5. Section 142 - Employer credit for paid family and medial leave. A tax credit based on wages. Extended through 2020.
6. Section 203 - Employee retention credit for employers affected by disaster area. A tax credit of 40% of wages (up to $6,000 credit per employee) is allowed for 2018 and 2019.
Individual tax provisions
1. Section 102 - treatment of mortgage insurance premiums as qualified residence interest is extended through 2020.
2. Section 103 - Medical deduction threshold of 7.5% of AGI will apply fo 2019 and 2020. Previously scheduled to increase to 10% of AGI.
3. Kiddie tax - repeal of TCJA rules so that the pre-TCJA rules will apply for 2020 and later. However, one can elect to apply pre-TCJA rules for 2018 and 2020.
4. Section 529 plan changes - the SECURE act expands the types of payments which can get favorable treatment under section 529 distribution rules.

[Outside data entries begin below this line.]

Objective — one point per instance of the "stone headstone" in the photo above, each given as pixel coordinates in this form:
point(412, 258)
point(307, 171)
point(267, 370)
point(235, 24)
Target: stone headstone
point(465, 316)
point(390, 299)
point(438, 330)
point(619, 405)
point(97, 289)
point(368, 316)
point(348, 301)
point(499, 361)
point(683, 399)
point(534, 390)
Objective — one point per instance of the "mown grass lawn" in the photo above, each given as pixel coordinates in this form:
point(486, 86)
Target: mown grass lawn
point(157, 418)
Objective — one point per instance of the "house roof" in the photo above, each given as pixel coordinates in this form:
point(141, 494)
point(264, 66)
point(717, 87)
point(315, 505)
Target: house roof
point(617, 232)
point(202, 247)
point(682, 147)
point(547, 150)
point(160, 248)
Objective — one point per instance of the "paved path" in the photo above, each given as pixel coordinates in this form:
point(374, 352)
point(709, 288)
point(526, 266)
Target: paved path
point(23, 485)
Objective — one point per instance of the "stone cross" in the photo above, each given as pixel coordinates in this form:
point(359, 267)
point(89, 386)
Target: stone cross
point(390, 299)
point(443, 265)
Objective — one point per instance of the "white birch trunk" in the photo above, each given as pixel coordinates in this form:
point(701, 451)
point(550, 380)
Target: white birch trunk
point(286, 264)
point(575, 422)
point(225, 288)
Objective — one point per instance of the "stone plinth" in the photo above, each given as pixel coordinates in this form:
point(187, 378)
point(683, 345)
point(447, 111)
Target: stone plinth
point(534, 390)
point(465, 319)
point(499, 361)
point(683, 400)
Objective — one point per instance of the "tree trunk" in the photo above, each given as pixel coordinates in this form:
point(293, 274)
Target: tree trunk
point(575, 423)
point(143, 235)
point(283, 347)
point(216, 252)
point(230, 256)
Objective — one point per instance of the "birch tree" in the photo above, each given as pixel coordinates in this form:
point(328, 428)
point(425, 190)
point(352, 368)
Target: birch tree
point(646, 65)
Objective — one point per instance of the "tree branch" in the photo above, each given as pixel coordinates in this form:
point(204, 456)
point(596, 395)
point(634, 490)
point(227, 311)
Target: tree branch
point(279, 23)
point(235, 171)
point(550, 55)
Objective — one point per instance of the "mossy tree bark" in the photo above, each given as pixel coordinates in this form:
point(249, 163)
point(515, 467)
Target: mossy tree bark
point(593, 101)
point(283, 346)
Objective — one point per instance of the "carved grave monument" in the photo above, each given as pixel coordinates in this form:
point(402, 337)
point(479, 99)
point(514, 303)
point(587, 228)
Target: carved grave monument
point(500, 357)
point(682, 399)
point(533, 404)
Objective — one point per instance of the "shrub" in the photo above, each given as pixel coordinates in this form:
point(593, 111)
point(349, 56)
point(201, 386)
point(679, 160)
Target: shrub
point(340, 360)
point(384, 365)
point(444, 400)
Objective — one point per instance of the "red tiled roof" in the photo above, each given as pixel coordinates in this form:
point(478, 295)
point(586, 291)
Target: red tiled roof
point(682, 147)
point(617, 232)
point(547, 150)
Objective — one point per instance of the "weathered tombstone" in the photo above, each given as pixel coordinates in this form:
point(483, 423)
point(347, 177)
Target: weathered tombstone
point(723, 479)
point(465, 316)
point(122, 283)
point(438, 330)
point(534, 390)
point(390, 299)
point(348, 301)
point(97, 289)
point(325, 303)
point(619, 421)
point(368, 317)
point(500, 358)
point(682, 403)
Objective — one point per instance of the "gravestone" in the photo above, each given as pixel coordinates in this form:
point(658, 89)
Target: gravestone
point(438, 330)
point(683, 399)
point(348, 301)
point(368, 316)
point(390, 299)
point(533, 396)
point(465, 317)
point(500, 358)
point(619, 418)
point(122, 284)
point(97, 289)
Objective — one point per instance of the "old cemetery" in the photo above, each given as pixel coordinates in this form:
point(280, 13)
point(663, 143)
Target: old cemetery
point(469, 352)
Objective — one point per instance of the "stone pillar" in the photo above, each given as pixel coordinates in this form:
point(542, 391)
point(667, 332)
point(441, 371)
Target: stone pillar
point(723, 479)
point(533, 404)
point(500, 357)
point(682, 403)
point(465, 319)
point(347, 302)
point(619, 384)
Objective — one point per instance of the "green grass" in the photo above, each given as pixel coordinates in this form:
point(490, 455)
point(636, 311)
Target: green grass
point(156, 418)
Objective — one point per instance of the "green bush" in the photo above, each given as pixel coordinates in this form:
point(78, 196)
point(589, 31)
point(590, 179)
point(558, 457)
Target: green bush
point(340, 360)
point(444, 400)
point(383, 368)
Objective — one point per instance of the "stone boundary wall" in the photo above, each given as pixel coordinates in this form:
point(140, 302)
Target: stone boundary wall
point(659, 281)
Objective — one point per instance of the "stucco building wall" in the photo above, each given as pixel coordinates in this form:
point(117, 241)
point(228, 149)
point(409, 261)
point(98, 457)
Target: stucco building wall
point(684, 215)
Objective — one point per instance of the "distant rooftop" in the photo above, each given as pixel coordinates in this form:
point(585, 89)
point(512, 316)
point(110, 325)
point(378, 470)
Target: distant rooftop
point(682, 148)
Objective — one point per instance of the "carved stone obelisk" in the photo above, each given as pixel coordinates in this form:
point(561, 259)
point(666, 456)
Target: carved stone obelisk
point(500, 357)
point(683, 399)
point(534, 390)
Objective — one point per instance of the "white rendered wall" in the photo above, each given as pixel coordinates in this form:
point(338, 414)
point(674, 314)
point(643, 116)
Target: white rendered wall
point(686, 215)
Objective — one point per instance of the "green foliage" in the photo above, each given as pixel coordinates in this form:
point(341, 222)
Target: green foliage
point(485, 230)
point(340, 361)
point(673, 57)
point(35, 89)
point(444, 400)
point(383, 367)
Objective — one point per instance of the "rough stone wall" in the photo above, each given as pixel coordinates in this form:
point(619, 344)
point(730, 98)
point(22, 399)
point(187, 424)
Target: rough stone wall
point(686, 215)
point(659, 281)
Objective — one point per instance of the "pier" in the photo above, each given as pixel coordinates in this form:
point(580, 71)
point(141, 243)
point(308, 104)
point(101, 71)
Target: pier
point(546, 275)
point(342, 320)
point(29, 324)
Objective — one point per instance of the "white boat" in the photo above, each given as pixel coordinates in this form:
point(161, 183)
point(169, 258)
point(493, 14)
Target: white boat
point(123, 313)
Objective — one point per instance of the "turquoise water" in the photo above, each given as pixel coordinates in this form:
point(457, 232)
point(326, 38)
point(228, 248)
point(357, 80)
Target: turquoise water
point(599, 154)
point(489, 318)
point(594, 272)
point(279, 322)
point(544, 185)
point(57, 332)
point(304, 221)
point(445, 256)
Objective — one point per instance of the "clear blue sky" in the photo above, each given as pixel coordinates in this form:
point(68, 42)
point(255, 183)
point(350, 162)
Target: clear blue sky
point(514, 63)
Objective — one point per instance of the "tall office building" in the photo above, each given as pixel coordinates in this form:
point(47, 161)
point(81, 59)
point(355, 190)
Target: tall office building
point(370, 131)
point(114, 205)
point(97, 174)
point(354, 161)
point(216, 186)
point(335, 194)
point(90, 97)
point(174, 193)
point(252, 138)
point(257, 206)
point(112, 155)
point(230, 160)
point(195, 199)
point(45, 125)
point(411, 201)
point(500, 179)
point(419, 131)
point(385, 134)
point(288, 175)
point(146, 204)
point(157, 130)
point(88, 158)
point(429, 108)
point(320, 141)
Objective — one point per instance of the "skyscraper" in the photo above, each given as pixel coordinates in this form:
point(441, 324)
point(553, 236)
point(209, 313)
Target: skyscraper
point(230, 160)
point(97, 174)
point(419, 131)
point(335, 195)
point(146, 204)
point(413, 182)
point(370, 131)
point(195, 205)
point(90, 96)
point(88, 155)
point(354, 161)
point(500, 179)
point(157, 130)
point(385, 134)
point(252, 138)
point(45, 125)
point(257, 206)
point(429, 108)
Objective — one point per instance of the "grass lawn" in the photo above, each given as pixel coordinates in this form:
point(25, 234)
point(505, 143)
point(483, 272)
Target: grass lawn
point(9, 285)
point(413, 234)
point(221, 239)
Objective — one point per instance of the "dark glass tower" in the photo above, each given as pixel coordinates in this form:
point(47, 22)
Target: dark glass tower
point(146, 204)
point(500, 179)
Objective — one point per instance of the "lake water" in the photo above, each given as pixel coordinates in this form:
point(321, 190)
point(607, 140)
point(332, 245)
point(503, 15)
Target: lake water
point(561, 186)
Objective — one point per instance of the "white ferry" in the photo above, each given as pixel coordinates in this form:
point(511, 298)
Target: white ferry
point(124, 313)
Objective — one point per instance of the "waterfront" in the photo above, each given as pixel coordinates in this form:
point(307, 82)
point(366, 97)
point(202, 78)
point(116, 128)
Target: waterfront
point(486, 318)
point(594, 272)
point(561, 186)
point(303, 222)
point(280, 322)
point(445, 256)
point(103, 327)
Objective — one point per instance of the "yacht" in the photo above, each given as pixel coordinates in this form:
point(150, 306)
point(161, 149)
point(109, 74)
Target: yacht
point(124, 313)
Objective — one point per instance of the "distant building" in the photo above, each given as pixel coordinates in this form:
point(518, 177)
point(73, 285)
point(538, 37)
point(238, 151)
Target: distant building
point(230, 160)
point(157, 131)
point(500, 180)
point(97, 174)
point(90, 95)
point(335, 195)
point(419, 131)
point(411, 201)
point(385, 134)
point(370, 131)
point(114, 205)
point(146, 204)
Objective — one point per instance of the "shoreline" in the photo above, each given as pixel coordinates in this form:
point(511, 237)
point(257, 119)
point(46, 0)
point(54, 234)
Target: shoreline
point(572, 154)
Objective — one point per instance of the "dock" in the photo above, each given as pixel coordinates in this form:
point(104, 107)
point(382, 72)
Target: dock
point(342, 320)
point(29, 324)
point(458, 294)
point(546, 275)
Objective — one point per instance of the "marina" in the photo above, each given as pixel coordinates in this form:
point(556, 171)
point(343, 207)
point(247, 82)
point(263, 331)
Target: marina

Such as: distributions for payments of fees, books, supplies and equipment for an apprenticeship program (certified with Secretary of Labor) are covered. In addition, distributions to pay principal or interest on a qualified education loan. There is a $10,000 limit for each beneficiary and sibling on all 529 plans.
5. Maximum age for traditional IRA contributions is repealed. Recognizing that people are living longer, after 12/31/19, the rule will allow those over 70.5 years to contribute to a traditional IRA.
6. Required minimum distribution age is raised to 72. Applies after 12/31/19.